Active listening is a skill that can be learned by both partners to improve not only communication style, but also begin to build back compassion and empathy for one another. Active listening means, just as its name suggests, listening actively and concentrating on what is being said rather than just passively hearing the message of the speaker. Too often when a partner becomes elevated and emotional they start formulating their response or counter-argument which inhibits them from hearing their partner fully and possibly missing the message that is being delivered. Active listening involves using listening with all five senses. When a listener is giving their partner their full attention he/she is better able to interpret what is being said. Non-verbal signs of active listening show your partner that you are willing and engaged in hearing what is being spoken.
Below are some examples of non-verbal signs including:
Neutral facial expressions. Allowing the face to relax and avoiding making negative expressions or frowning tells the partner/speaker that you are open to hearing what is being said without a biased or emotionally laden judgment.
Eye contact. Maintaining this connection with your partner will allow the speaker to feel heard and that you are paying attention.
Distraction. To show your partner that you are fully engaged in the conversation avoid fidgeting, looking at your watch, playing with your hair, picking at fingernails, or tapping your feet. Emotionally heavy conversations can be difficult and by inhibiting your attention from be distracted you’ll show you are engaged.

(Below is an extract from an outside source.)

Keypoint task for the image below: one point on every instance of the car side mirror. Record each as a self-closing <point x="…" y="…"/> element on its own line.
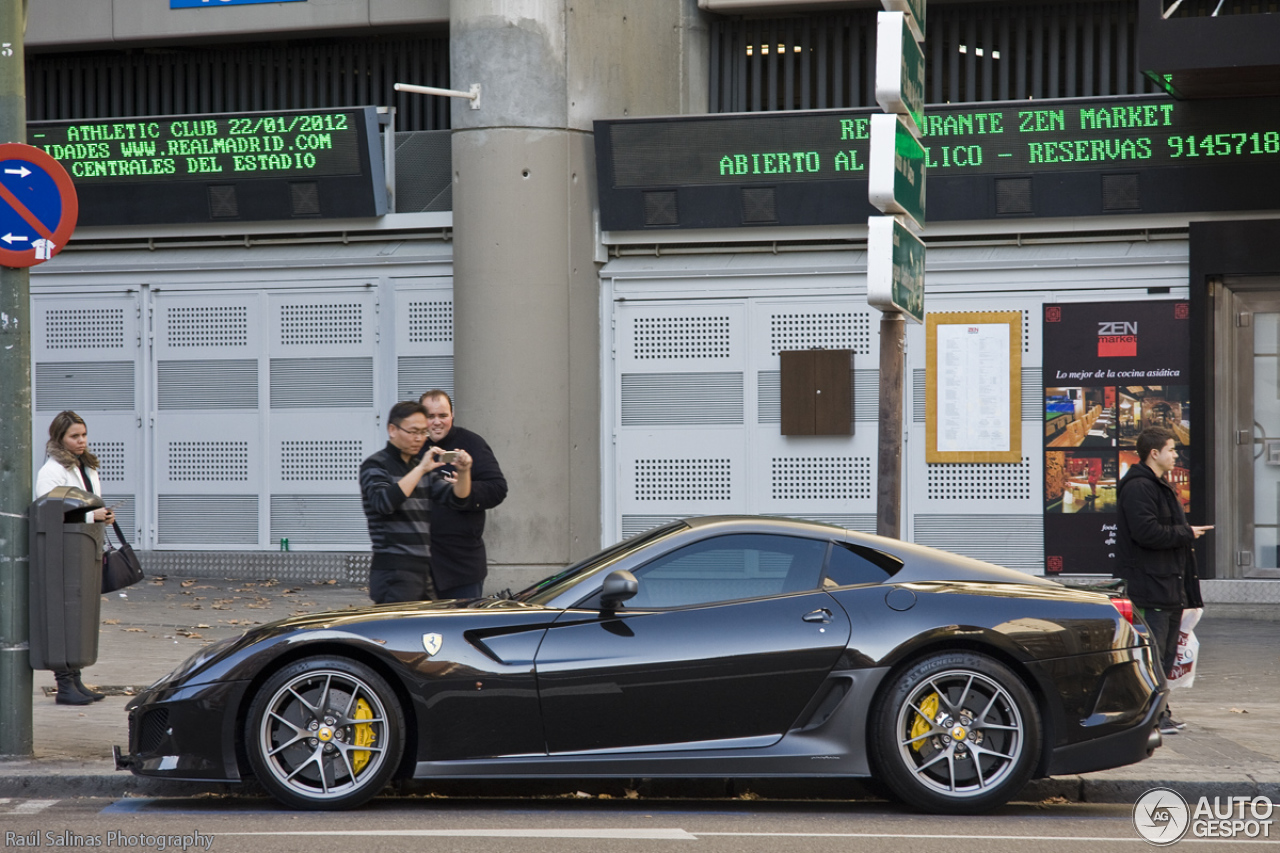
<point x="618" y="587"/>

Body language. Mirroring certain body positions of your partner can be a sign of active listening. If your partner is standing when expressing their feelings, get on their level and stand with them. Leaning towards your partner when sitting can be a sign that you are attentive and willing to participate in the dialogue. Nodding your head occasionally tells your partner that you understand and are hearing what they are saying.
Verbal signs are used after the speaker has completed delivering their message. This is the time when you can ask for clarification, offer support, and reflect what has been said. To let your partner know they have been heard repeat or paraphrase what your partner has just said. This is a powerful skill as it demonstrates comprehension and demonstrates to your partner that you’ve been listening. For example you could start off reflecting by stating, “What I’m hearing you say is......” and then paraphrasing what has been said.
By practicing active listening, communication will be enhanced between partners. Listening without the intent to respond is an efficient first step toward improving your communication style.